Milli mektep, felsefesi olan, bir hayat anlayışı, bir dünya görüşü, medeniyet tasavvuru olan mekteptir. Ancak onu kuru bir ideoloji olarak da görmemek gerekir. Topçu’ya göre, felsefesi olmayan milletin mektebi de olmaz. Bu yaklaşıma göre, milli mektebi, sadece belirli bir mekân ve müfredatla sınırlamamak gerekir. O, hayatın tümünü kuşatan bir hayat felsefesi gibidir. İçinde dini, algılayış biçimi, baş yeri alır. Zira o yanlış anlaşıldığında medreselerin düştüğü durum ortaya çıkar, anlaşılmadığı durumda milli mektep ortaya çıkmaz. Topçu, her milletin kendine özgü bir medeniyeti, bir felsefesi, bir kültürü ve bütün bunlara temel teşkil edecek bir mektebinin olması gerektiğini düşünür. Toplum içindeki her bir dönüşüm, bu mektepler, bu eğitim sistemi ile başlar; toplum kendisini bu eğitim sistemi vasıtasıyla dönüştürür. Topçu, “Hakikat şu ki, millet bünyesinde inkılâplar mekteple başlar ve her milletin kendine özel olan mektebi vardır.” der.

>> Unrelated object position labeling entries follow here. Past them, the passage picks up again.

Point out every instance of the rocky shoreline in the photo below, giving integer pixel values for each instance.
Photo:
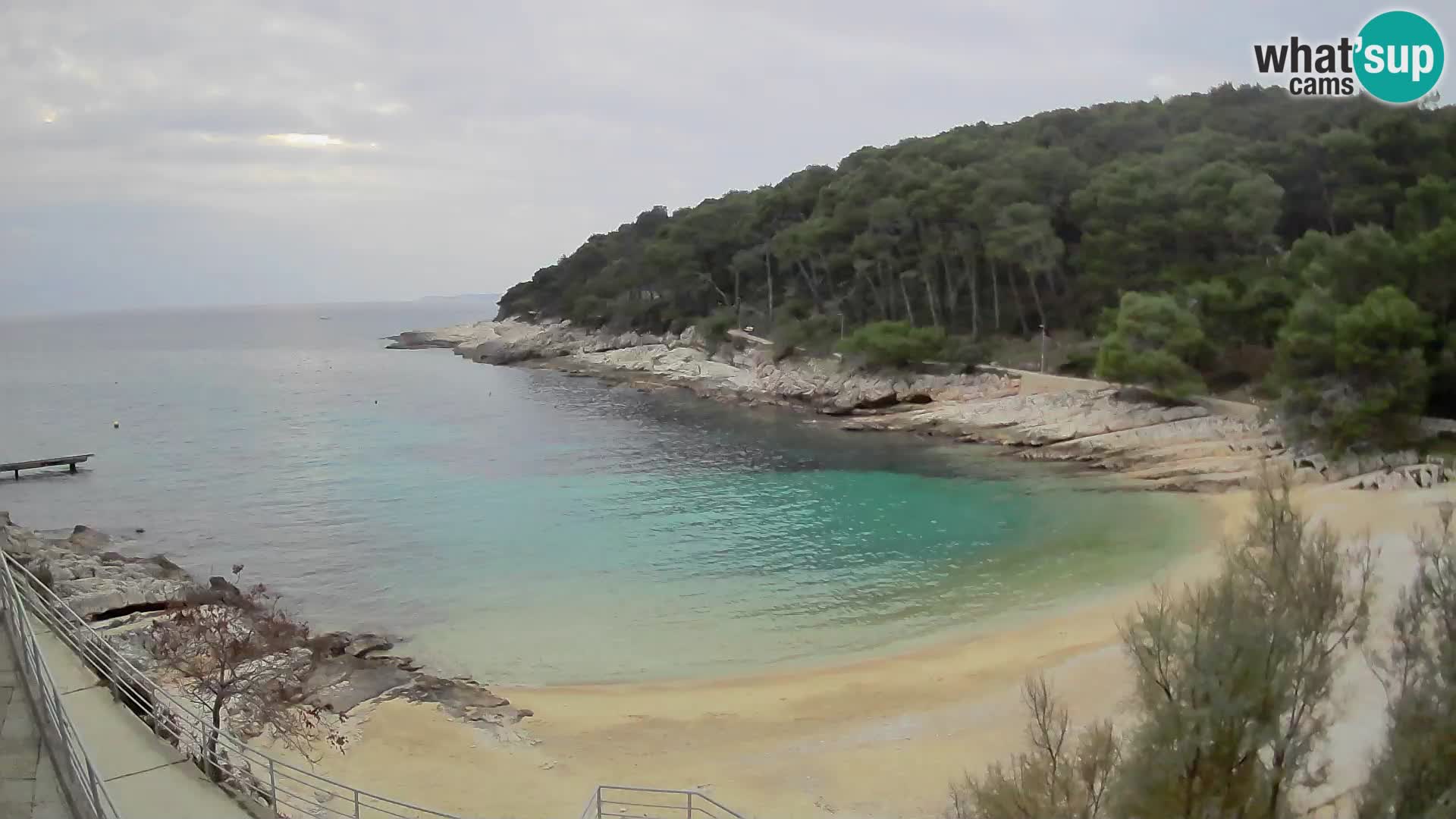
(121, 595)
(1199, 447)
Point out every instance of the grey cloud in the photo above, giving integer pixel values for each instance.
(506, 131)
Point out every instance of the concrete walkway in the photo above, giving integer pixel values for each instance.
(146, 777)
(28, 787)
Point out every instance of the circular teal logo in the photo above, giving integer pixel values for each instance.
(1401, 57)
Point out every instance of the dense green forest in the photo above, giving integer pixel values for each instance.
(1235, 238)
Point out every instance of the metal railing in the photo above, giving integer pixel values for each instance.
(625, 802)
(245, 771)
(77, 780)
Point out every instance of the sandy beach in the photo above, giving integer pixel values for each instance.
(880, 738)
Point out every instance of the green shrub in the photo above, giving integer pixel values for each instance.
(1150, 346)
(894, 344)
(814, 335)
(965, 353)
(714, 330)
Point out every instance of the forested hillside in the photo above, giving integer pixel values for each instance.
(1215, 240)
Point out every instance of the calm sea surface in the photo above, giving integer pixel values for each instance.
(526, 526)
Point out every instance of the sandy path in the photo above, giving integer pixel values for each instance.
(878, 738)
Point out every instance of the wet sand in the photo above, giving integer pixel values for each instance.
(877, 738)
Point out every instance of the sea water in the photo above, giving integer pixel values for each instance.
(528, 526)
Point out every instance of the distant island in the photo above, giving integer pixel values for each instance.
(471, 297)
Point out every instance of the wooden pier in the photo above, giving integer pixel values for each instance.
(69, 461)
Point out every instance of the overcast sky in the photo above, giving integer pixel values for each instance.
(251, 150)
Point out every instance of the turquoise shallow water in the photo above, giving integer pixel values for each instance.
(526, 526)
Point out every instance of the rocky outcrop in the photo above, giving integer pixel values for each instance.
(1185, 447)
(1417, 477)
(92, 580)
(124, 595)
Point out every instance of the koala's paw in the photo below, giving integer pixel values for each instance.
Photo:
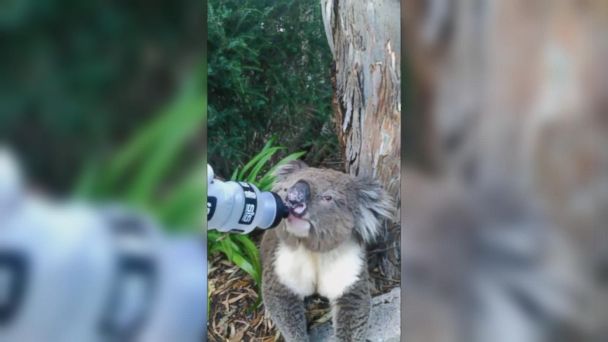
(286, 310)
(351, 314)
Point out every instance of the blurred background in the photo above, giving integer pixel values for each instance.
(102, 103)
(505, 171)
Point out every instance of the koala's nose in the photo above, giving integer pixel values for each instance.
(298, 196)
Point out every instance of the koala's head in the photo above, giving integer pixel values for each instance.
(328, 207)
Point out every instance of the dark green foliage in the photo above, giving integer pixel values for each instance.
(269, 75)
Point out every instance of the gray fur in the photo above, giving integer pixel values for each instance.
(356, 210)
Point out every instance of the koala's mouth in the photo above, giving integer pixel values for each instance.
(298, 210)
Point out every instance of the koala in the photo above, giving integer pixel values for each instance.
(320, 248)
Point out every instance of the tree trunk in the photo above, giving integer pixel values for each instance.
(516, 93)
(364, 37)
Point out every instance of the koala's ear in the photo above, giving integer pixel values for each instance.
(375, 206)
(288, 168)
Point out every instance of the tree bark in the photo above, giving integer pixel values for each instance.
(364, 37)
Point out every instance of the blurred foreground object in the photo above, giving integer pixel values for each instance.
(509, 102)
(76, 272)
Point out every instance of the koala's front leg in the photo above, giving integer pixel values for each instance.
(286, 309)
(351, 313)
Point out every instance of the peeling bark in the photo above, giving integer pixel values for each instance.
(364, 37)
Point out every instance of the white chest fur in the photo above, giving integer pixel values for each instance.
(328, 274)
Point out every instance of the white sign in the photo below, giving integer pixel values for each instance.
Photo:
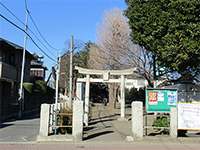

Milli mektep, öncelikle bir zihniyet sorunu olarak ortaya çıkar. Milli mektebin ayırıcı vasfı zihniyet planında kendini gösterir: “Zihniyet ve örfler ile metotları ve müfredat ile terbiye prensipleri ve psikolojik temelleri ile hatta binasının mimari tarzıyla kendini başka milletlerinkinden ayırır.” Buna göre, milli mektep, taklit olmayacak, kültürün, benliğin, kültürel varoluşun kendisinden, kendi özgün karakterinden türeyecektir. Topçu, bir zamanlar medreselerin milli mektep olduğunu düşünür. Ne zaman ki, hikmet, felsefe bu ortamdan çekilmiş, medreseyi oluşturan zihniyet de yozlaşmaya başlamıştır. Topçu’nun milli mektep fikri, bir zihniyet dönüşümünü, bir dirilişi ve öze dönüşü ifade eder. Türkiye’nin Maarif Davası, böyle bir dönüşümün, böyle bir dirilişin düşünsel altyapısını hazırlamaya yönelik bir çalışmadır.(1)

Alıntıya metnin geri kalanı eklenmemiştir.